Increasingly, the harshness of the outside world drove him deep inside his own head, where memories, dreams and emotions stewed and mingled so that sometimes he found himself unable to tell what was real and what was fantasy.
But always he returned to the single image of a gunshot in the dark that was imprinted on his deep subconscious. The revelation that had come as he lay drugged and in pain had been too raw to contemplate immediately, but now it had taken on a terrible gravity that dragged him back to it constantly. Perhaps it had been a suicide attempt from which he had recovered? But if that was the case, why did he have no memory of any hospitalisation — or had that, too, been locked away from his conscious mind?

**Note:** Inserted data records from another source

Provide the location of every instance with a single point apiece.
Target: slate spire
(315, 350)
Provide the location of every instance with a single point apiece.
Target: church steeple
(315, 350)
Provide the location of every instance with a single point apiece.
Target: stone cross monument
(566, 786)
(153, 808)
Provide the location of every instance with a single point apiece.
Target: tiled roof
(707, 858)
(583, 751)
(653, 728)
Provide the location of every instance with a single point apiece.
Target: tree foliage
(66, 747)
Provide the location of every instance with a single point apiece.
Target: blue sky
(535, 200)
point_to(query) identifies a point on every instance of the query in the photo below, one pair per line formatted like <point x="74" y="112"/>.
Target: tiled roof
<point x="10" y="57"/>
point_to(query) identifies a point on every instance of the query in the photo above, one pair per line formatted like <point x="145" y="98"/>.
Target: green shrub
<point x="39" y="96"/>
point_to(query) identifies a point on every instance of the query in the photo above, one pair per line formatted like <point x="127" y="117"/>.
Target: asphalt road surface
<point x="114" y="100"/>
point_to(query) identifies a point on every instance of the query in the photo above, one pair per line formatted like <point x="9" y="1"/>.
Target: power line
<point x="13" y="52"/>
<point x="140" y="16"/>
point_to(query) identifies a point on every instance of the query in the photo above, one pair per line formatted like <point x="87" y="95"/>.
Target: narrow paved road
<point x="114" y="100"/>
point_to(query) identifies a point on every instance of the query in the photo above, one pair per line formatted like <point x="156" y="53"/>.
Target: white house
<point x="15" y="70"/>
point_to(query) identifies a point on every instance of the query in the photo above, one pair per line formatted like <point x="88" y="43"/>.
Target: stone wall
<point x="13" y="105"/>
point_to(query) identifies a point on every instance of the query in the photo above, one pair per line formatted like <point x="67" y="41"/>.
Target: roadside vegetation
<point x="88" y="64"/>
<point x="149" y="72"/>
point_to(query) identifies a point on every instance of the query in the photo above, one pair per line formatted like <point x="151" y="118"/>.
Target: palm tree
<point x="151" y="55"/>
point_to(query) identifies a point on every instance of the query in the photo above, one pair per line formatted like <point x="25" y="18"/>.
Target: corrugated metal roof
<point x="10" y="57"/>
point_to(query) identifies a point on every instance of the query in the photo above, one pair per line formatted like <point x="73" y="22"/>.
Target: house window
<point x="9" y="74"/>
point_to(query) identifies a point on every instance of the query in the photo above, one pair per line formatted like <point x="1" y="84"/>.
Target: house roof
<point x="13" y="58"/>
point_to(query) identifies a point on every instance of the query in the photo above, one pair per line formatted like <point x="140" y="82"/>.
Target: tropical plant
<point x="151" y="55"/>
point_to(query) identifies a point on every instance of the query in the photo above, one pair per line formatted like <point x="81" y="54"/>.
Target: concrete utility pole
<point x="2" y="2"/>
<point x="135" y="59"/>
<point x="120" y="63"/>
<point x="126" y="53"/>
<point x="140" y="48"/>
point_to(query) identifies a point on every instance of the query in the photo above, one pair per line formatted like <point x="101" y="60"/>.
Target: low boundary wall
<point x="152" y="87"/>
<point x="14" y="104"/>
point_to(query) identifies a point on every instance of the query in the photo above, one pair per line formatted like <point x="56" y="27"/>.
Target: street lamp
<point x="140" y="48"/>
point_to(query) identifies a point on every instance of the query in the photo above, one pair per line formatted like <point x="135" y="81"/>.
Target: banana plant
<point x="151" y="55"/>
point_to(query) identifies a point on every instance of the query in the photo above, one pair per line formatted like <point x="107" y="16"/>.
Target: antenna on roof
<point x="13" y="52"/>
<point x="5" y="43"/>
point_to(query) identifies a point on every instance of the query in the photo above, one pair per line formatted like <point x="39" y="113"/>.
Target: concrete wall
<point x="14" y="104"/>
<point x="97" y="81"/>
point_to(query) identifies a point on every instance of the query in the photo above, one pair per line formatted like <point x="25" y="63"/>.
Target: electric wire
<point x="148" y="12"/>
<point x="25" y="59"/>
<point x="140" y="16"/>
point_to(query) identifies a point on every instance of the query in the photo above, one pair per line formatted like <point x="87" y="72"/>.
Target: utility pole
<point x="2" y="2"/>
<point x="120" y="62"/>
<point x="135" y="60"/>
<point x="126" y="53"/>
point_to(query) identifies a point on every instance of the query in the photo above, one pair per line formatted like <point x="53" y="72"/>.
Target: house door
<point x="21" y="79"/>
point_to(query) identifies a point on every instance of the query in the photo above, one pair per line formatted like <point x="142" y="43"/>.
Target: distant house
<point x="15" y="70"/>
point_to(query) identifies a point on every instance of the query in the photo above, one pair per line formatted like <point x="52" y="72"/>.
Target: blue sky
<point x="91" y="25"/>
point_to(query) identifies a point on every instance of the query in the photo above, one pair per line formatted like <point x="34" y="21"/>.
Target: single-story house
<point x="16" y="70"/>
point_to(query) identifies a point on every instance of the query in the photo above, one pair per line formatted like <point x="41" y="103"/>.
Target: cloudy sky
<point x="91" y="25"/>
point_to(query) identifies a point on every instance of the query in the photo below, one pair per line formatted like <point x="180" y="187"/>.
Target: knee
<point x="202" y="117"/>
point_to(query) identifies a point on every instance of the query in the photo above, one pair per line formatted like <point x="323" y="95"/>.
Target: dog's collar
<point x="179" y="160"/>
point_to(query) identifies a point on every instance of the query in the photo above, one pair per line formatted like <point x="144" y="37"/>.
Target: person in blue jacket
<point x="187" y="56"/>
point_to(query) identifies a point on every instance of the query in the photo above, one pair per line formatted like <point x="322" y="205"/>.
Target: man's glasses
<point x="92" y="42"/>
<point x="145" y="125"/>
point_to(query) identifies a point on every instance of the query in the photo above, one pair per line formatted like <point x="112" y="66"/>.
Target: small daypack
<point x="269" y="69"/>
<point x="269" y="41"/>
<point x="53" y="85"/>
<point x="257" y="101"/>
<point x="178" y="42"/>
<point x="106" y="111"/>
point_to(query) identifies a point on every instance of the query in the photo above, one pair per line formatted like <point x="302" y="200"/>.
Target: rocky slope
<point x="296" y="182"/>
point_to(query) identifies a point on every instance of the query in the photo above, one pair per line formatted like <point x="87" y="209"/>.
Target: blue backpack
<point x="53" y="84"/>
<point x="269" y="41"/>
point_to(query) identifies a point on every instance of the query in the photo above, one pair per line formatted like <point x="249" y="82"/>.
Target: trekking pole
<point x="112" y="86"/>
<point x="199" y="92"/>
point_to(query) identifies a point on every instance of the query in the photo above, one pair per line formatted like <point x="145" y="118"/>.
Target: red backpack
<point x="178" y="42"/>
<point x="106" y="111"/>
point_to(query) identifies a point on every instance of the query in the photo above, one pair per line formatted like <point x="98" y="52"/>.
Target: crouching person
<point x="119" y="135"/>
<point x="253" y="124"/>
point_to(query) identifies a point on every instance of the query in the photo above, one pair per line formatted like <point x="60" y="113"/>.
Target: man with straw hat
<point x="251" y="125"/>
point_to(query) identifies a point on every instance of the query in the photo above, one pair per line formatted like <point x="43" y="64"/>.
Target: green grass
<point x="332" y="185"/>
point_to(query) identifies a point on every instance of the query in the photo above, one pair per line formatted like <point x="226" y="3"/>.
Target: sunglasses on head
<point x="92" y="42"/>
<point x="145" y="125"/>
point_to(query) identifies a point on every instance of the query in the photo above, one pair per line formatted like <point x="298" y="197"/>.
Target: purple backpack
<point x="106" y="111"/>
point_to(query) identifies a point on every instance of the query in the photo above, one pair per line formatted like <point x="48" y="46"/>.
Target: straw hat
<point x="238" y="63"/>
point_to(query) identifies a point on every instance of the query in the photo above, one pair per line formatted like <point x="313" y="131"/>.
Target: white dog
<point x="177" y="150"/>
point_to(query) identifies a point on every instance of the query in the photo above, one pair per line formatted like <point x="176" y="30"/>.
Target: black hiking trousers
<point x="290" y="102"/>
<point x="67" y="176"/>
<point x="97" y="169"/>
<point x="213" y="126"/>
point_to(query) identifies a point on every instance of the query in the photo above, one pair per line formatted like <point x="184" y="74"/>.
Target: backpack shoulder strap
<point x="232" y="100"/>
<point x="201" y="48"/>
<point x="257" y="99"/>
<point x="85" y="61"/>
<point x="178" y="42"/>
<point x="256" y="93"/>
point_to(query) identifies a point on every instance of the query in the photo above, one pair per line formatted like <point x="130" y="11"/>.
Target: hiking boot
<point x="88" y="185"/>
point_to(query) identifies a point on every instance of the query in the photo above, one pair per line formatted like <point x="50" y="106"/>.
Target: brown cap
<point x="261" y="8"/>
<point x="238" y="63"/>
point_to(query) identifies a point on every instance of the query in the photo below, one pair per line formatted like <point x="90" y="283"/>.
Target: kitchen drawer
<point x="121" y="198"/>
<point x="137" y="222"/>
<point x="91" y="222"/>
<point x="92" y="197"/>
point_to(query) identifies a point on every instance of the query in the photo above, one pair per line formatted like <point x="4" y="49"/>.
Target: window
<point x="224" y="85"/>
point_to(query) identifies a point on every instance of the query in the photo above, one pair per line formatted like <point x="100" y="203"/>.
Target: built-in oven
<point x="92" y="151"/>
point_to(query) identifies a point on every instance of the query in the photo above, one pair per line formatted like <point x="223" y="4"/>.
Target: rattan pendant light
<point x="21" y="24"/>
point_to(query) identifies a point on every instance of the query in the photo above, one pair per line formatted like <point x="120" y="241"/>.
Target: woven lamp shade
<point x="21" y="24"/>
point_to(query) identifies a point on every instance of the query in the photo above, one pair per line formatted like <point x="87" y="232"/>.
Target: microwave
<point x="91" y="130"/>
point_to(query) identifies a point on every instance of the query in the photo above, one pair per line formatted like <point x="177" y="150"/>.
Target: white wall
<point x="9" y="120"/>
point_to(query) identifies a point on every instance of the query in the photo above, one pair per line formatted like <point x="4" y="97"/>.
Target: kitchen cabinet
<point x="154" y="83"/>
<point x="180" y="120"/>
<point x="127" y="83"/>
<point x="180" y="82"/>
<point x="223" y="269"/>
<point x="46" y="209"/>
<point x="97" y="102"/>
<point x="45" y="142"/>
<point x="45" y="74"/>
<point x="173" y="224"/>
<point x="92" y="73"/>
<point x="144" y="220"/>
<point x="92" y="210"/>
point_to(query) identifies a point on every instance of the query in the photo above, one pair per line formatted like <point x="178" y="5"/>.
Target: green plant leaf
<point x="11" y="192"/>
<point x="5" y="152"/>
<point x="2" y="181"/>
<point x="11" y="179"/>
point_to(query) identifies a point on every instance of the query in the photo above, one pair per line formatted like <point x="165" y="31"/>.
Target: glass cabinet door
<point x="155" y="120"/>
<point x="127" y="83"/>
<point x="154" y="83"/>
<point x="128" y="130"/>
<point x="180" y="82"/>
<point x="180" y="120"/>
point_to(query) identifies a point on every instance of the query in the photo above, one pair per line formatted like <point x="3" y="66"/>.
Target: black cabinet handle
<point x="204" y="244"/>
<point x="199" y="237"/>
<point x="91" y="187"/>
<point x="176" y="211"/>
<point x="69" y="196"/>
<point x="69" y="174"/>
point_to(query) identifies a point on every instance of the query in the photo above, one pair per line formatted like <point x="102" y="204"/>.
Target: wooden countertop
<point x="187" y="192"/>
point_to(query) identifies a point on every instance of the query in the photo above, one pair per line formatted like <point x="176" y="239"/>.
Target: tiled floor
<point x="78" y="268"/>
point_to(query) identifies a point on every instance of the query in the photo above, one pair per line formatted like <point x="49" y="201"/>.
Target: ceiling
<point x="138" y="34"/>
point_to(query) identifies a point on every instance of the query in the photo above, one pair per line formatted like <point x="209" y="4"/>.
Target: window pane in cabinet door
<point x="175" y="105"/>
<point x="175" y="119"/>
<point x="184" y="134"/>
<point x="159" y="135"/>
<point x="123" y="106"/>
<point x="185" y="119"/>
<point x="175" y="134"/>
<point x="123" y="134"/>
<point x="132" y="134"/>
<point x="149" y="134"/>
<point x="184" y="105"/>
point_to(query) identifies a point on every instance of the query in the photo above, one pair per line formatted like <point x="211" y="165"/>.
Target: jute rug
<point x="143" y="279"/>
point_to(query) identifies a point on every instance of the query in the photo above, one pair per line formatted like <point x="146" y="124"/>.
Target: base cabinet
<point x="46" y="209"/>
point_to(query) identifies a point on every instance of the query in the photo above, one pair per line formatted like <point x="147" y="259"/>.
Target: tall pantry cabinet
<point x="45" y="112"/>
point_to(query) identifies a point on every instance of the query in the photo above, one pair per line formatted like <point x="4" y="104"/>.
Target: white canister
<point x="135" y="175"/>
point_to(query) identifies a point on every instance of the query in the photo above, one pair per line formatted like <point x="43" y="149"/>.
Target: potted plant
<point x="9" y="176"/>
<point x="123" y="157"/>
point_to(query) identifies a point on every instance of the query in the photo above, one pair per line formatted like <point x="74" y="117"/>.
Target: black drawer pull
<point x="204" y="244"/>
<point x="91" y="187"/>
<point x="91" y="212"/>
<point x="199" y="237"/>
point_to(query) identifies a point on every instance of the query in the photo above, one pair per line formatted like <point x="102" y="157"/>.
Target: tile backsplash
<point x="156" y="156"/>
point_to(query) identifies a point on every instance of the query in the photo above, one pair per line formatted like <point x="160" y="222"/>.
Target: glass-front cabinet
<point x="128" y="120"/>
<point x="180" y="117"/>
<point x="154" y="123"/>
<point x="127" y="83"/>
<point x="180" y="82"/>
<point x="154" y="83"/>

No, he was sure it represented his death, but the questions that came with that recognition threatened to drive him mad.
If only Sophie had been there, she would have helped him to find a solution; she would have soothed him.
But then, as he concentrated on the blast… the fire… then darkness, a rush of other memories broke through, like ice shattering on a pond. Another life, setting up a club, music, criminal figures propelling him to a choice no one should have to make; and then some unspeakable act which he still couldn’t face that drove him to suicide. It shocked him out of his drifting state so sharply that he almost fell from the horse and had to pull back on the reins to bring it under control.
The rush of memory brought deep depression along with the shock. Since Sophie’s death, the world had already become senseless. But now that his own inner world was equally un-tethered, he felt as if he was going mad.
Gasping for breath, he didn’t see the figure that appeared suddenly in front of him until his mount shied away.
‘There’s a monster!’ It was a man of about eighty wrapped in several heavy jumpers and wearing a pair of ancient paint-spattered trousers. An old-fashioned hearing aid was visible in one ear and a pair of silver-rimmed glasses held together with a plaster was jammed on the bridge of his nose. Anxiety made him throw his arms up and down as if he was exercising.
Mallory brought the horse under control and barked, ‘What the hell are you doing, you idiot?’
‘There’s a monster!’
‘I heard you the first time. What are you talking about and what’s it got to do with me?’
The old man managed to calm himself enough to get his words out. ‘Over that way.’ He flapped his arm towards the east. ‘It’s got my granddaughter. And you… you’ve got a sword. You can fight it. Are you a knight? From Salisbury? We’ve had a few of ’em round here. They help out, when they’re not Bible-bashing…’ His words disappeared in another bout of panic.
Mallory couldn’t afford to break his journey, but the old man was so desperate that he was on the verge of tears. ‘How far?’ he asked with irritation.